Today, courts and the legal system strongly discourage jury nullification at every turn. The belief is that the ability of a jury to overturn a law by returning a verdict of not guilty even in the face of indisputable facts is a decidedly negative side effect of the constitutional guarantee of trial by jury. The system goes to extreme lengths to ensure that a jury is as far in the dark as possible about this power, even falsely telling a jury, “There is no valid nullification by a jury.” , and that he would “violate [their] oath and the law if you have deliberately given a verdict against the law[,]when the jury explicitly asked the judge about the nullification. Defense attorneys cannot directly ask the jury to nullify. Even the distribution of jury nullification pamphlets on the courthouse grounds resulted in arresting people for jury tampering.
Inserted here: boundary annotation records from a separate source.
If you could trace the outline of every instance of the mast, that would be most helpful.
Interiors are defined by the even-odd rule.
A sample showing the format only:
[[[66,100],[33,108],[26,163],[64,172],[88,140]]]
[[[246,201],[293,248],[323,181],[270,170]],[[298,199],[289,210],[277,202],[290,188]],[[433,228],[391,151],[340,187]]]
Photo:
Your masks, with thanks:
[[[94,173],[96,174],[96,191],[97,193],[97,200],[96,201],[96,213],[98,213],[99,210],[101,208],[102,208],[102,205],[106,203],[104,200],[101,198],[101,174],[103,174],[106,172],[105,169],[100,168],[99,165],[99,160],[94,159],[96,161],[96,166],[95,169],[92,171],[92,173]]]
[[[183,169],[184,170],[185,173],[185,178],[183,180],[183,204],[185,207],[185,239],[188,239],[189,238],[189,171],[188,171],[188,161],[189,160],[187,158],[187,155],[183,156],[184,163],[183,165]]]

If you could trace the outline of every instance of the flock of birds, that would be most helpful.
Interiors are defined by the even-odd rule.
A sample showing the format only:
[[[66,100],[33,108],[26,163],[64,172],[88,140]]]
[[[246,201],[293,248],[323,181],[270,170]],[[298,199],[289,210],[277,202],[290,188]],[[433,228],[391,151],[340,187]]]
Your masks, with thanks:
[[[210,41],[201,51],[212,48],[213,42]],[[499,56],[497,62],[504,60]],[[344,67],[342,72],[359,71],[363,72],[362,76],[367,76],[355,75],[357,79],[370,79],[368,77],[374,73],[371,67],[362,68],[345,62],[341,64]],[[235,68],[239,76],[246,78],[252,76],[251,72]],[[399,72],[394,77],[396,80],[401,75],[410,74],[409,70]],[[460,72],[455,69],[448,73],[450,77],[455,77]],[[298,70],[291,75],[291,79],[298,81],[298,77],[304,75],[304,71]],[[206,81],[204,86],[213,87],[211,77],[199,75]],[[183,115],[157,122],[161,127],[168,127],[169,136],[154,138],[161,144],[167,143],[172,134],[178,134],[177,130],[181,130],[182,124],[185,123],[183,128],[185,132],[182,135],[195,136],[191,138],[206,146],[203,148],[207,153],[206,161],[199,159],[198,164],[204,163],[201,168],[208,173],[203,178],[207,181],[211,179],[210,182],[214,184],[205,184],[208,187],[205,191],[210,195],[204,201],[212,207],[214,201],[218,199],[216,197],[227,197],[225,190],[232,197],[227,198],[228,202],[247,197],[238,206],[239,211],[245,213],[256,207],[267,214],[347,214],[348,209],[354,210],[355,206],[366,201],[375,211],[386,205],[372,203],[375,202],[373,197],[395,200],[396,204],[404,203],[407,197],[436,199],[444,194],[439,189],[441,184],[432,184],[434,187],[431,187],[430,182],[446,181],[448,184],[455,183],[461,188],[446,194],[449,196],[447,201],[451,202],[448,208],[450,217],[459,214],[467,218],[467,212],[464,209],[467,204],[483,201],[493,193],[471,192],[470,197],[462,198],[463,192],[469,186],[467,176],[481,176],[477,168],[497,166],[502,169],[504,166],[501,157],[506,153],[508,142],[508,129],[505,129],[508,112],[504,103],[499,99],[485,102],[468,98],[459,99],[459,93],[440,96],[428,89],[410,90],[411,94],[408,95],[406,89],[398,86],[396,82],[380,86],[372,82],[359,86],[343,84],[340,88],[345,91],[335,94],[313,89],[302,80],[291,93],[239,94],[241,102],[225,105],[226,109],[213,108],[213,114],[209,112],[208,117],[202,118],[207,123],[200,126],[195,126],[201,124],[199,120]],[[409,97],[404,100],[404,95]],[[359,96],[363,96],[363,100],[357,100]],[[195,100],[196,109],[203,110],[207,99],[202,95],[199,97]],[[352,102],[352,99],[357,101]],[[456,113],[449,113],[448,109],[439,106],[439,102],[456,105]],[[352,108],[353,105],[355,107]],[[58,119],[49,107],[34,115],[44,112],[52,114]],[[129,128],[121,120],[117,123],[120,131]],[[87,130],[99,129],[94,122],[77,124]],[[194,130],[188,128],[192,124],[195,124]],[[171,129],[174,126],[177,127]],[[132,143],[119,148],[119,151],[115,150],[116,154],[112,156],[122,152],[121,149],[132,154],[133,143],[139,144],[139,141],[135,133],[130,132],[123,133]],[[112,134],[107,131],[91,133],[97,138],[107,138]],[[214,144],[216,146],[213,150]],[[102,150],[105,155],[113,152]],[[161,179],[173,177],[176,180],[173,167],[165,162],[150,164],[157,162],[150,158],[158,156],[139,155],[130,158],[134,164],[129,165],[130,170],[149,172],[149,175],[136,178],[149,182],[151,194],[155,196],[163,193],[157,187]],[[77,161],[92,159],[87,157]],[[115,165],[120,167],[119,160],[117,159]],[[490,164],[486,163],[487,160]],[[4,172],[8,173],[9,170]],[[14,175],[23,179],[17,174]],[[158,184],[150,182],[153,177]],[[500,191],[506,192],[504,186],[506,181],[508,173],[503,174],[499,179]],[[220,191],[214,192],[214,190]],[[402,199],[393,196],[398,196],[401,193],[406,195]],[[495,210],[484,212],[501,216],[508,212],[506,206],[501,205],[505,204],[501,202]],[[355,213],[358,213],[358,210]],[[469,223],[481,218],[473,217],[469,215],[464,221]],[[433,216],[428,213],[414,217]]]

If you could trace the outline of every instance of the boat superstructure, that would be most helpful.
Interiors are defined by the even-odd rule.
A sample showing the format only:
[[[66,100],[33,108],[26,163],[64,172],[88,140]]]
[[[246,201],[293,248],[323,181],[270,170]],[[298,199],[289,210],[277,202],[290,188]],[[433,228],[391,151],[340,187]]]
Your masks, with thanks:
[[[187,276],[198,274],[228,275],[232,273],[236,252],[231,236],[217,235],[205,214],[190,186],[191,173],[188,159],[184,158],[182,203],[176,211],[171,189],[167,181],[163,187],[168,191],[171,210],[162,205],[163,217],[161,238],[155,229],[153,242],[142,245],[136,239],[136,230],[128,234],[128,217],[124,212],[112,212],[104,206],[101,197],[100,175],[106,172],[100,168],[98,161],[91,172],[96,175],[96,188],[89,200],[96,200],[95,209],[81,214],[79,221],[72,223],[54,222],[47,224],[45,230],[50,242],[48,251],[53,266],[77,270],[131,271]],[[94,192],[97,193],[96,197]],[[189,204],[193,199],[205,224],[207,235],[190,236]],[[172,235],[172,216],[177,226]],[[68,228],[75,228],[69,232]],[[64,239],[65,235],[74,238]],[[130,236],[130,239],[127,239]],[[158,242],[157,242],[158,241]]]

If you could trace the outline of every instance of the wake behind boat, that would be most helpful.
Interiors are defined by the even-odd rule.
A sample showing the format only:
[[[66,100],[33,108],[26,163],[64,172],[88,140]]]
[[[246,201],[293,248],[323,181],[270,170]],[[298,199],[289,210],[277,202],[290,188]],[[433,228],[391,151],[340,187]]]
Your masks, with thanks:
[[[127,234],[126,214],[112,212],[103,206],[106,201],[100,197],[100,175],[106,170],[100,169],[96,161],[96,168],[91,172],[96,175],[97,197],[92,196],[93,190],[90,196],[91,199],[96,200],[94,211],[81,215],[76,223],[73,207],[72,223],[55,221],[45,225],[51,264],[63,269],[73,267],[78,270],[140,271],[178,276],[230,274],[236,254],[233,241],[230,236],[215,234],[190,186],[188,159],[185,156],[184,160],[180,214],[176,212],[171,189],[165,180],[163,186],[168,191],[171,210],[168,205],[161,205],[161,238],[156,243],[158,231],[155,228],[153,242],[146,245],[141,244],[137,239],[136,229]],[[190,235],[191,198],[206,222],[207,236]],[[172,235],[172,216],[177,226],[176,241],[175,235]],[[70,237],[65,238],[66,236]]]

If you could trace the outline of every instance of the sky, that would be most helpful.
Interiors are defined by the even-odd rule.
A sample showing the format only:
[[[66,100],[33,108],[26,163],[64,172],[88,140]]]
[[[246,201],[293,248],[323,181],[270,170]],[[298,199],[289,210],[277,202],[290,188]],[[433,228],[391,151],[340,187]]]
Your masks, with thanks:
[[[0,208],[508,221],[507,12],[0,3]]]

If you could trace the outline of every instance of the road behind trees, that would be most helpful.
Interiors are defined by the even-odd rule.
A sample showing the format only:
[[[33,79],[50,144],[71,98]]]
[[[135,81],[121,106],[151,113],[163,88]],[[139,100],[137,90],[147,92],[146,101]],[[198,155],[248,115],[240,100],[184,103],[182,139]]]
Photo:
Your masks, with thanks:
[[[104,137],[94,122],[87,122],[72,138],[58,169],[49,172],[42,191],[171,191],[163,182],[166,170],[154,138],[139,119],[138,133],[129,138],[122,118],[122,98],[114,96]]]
Why Jury Nullification Matters to Bitcoiners Now
As mentioned in the introduction, this is a power of juries that not only will you be unaware of if you are on a jury, but that the system will actively oppose allowing you to exercise. Therefore, it is imperative that all Bitcoiners at least know that it exists, and that they cannot be punished in court for exercising it. The court and judge may even lie to you about the power of the jury to vacate.
Moreover, if you want to survive jury selection, and do so honestly, you must consider how to answer the questions that will be put to you, under oath, during see say (the technical name of the jury selection process). If you come out and say, “I believe in jury nullification,” you’ll almost certainly be kicked out of the jury. Alternatively, if you lie, you would be committing perjury. However, upon careful consideration, many questions put to you may be answered honestly in a way that does not clearly show that you understand that jury nullification is a power that you possess as a juror.
I believe that in the near future, the need for jury nullification will come to the fore again as our federal and state governments attempt to attack, restrict, and control the transactional freedom Bitcoin provides. It could be oppressive KYC laws, senseless travel rule enforcement, punitive taxation, just an outright ban and/or confiscation like Executive Order 6102, or a new hell not yet conceived. While we don’t yet know what avenues they will take in an attempt to reaffirm their state of unethical and immoral surveillance over Bitcoin, it is imperative that all Bitcoiners understand that they are each, and individually, not just protecting the sanctity of the time warp, but they are also the last line of defense of transactional freedom.
This is a guest post by Colin Crossman. The opinions expressed are entirely their own and do not necessarily reflect those of BTC Inc. or bitcoin magazine.